Thomson Invests in Geocast Network Systems
To facilitate the new system, Geocast states that it is creating a national broadcast network that will use local broadcasters' digital TV spectra to send customized "rich-media" entertainment and information to personal computers without the need for hardwired connections or service fees. The service will be advertiser-supported and free to the consumer—much like broadcast television itself, said Geocast.
While the first product offered will be an attachment for the home PC, Thomson's investment in Geocast signals its intention to develop the technology to be a key capability of future digital television products. The first product resulting from the Thomson/Geocast alliance will be an affordable, advanced, RCA-branded Geocast digital receiver that will come equipped with a hard-disk drive, digital TV tuners, and links to the computer via a standardized connection. Local broadcasters and national content providers will furnish their own programming to create a local and national service from Geocast. The receiver will be sold at retail stores and through the RCA.com website.
The companies say that, "consistent with the flexible use of digital television spectrum endorsed by Congress and the FCC, the combined work of Thomson and Geocast will create a datacasting service and product that utilizes the new digital TV channels to send content from local broadcasters. Within the framework of the Advanced Television Systems Committee (ATSC) over-the-air digital TV standard, itself developed through a decade of industry research and cooperation, Geocast will help broadcasters maximize their digital television spectrum investments."

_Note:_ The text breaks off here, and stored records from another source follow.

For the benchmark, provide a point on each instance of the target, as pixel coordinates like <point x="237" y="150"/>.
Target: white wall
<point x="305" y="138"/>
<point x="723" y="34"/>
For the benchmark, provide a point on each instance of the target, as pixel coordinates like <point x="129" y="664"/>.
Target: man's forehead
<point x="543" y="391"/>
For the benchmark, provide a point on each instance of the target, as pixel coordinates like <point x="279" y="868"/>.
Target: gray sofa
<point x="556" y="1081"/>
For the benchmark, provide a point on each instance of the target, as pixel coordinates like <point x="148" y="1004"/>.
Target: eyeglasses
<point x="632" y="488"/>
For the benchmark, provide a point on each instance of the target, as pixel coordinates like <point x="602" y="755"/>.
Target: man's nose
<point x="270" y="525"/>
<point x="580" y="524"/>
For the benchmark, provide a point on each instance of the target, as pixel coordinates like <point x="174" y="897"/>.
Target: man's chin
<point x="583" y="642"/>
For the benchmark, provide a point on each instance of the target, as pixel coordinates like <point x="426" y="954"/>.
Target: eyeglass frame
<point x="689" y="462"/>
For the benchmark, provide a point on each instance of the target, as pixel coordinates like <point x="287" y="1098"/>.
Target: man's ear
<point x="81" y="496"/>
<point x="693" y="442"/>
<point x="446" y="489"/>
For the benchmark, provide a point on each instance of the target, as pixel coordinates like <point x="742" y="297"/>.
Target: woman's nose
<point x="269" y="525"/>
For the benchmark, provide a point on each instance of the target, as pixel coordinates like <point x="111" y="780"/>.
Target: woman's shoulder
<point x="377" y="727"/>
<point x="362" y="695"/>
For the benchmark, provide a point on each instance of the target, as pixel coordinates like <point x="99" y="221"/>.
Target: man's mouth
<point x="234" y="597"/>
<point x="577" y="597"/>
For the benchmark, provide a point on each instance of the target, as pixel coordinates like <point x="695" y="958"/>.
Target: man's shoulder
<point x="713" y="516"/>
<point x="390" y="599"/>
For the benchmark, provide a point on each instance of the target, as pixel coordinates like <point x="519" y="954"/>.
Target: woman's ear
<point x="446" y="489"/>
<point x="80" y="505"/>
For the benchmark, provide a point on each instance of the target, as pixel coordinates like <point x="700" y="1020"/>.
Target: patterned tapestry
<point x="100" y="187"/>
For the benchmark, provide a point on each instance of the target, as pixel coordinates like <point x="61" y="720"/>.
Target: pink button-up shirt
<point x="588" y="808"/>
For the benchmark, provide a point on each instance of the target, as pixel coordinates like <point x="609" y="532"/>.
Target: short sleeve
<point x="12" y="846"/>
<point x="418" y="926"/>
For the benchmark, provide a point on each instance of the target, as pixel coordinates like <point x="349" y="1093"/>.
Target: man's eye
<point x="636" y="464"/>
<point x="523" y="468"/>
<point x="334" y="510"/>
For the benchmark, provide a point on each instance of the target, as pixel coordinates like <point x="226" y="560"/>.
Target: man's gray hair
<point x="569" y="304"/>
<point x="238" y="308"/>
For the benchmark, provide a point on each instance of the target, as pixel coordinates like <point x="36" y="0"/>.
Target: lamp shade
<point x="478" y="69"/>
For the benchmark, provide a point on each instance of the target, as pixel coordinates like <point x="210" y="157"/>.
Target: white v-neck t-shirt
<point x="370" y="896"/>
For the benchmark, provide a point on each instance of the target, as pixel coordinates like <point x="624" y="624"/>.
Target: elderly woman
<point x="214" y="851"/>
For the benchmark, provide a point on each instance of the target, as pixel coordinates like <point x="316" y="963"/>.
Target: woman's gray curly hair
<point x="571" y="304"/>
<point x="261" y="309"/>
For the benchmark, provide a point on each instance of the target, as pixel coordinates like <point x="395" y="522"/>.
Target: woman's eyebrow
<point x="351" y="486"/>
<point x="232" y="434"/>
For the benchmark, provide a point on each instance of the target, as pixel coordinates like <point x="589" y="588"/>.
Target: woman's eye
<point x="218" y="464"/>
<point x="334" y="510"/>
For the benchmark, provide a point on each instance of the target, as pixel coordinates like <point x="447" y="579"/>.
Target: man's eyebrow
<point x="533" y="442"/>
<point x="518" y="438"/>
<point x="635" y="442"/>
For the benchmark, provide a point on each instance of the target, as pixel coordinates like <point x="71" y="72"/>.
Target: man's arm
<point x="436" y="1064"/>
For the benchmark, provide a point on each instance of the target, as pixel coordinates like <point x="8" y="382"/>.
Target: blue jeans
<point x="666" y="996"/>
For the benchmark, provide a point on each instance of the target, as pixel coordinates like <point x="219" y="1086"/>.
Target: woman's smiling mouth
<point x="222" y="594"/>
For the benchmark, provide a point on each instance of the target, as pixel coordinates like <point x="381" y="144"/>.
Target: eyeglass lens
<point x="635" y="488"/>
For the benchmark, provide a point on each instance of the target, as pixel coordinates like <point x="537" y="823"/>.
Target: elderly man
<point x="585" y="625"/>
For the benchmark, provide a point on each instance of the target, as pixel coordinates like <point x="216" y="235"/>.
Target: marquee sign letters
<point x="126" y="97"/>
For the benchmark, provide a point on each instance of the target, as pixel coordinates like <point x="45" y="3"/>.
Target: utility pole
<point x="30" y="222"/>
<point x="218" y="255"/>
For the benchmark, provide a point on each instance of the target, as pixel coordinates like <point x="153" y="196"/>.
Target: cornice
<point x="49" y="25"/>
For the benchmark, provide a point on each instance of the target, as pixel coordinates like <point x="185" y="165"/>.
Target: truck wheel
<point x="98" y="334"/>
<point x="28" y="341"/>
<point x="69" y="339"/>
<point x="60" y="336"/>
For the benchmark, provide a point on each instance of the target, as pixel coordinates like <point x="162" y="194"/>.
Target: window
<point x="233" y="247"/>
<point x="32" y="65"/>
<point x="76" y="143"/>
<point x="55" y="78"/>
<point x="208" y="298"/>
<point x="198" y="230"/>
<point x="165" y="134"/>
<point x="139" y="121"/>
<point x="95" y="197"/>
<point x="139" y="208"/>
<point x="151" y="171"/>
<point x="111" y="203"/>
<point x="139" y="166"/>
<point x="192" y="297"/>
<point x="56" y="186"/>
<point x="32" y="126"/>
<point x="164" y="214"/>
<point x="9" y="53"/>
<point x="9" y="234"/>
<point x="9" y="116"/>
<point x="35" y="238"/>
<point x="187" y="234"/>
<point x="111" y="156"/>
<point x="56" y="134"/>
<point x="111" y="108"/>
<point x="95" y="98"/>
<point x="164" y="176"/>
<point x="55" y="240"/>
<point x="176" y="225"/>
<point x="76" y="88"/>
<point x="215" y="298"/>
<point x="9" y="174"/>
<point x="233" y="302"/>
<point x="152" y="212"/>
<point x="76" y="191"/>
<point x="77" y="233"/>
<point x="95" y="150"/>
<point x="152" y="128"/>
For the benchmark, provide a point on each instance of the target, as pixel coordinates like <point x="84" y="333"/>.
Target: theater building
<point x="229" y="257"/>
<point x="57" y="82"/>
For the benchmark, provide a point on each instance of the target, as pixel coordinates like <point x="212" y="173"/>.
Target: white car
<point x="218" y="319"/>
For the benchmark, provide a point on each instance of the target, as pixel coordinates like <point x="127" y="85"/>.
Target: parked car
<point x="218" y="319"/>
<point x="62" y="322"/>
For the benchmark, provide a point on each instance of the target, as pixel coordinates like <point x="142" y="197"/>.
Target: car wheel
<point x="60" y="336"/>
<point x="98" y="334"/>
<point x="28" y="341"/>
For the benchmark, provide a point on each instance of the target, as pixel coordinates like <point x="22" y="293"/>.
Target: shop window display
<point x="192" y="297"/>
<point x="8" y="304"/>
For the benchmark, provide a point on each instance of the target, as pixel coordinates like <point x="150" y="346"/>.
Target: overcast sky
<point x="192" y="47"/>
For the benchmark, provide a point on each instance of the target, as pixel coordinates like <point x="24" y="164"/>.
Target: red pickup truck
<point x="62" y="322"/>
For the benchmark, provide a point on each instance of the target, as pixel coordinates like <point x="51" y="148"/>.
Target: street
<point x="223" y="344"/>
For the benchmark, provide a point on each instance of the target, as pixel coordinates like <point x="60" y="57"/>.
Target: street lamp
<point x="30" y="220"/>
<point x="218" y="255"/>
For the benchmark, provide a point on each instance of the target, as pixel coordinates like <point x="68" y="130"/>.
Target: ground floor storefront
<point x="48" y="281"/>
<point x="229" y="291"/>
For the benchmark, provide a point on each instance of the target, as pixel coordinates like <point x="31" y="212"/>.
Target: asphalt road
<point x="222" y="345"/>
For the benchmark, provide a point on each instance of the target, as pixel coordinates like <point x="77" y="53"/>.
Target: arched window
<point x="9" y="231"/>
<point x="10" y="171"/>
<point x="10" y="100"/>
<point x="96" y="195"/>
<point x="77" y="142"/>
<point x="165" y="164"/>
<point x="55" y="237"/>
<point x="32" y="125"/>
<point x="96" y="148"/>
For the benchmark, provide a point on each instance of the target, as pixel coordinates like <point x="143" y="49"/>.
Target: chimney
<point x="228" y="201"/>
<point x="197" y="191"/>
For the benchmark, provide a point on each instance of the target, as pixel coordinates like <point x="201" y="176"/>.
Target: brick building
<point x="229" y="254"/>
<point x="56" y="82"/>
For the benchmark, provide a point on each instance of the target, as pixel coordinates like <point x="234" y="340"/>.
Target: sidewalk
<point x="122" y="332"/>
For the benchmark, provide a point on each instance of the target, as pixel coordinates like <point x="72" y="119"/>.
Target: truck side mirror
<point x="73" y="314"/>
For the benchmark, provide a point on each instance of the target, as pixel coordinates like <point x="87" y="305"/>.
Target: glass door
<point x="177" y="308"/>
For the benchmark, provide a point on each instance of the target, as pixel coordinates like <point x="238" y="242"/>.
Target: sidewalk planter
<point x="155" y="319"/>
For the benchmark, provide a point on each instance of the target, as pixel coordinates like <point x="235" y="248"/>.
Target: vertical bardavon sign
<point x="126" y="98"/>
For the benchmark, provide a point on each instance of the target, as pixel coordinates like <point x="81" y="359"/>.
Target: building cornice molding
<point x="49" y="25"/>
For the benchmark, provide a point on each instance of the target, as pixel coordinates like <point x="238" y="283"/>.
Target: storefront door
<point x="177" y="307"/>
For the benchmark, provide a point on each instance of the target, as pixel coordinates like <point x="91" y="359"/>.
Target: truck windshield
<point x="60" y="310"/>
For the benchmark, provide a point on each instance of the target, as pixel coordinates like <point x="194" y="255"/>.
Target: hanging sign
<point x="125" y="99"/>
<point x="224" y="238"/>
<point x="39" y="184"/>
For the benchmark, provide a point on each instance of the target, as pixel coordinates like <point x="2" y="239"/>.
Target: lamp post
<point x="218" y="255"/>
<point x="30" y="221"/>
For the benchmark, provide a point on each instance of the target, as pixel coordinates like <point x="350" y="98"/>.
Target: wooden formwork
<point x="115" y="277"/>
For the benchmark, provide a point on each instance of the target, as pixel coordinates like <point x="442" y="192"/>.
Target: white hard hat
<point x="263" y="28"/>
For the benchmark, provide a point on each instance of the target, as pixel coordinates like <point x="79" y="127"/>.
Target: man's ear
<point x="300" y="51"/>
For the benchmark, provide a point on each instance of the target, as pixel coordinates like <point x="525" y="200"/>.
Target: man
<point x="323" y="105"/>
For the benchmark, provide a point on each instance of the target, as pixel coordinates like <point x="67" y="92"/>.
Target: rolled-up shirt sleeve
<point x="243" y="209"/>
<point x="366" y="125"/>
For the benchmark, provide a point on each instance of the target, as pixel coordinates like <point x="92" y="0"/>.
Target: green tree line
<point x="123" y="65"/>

Geocast CEO Joe Horowitz points out that, "in the PC world, the Internet has dramatically changed our economy and personal lives, but its point-to-point architecture was never designed to deliver rich-media content to a mass audience. Geocast will change that. With the involvement of Thomson's digital expertise and RCA brand strength, we can move beyond the Internet to make personalized information and entertainment programming with full-motion video and CD-quality sound instantly available to PC users and, potentially, digital TV receivers."
Thomson's James E. Meyer adds that "Thomson's investment in Geocast is one more step in the process of building a comprehensive new wireless digital data broadcasting service in the United States that will offer rich content initially for the PC, and soon for other home-based digital devices, including digital TV sets and emerging information appliances."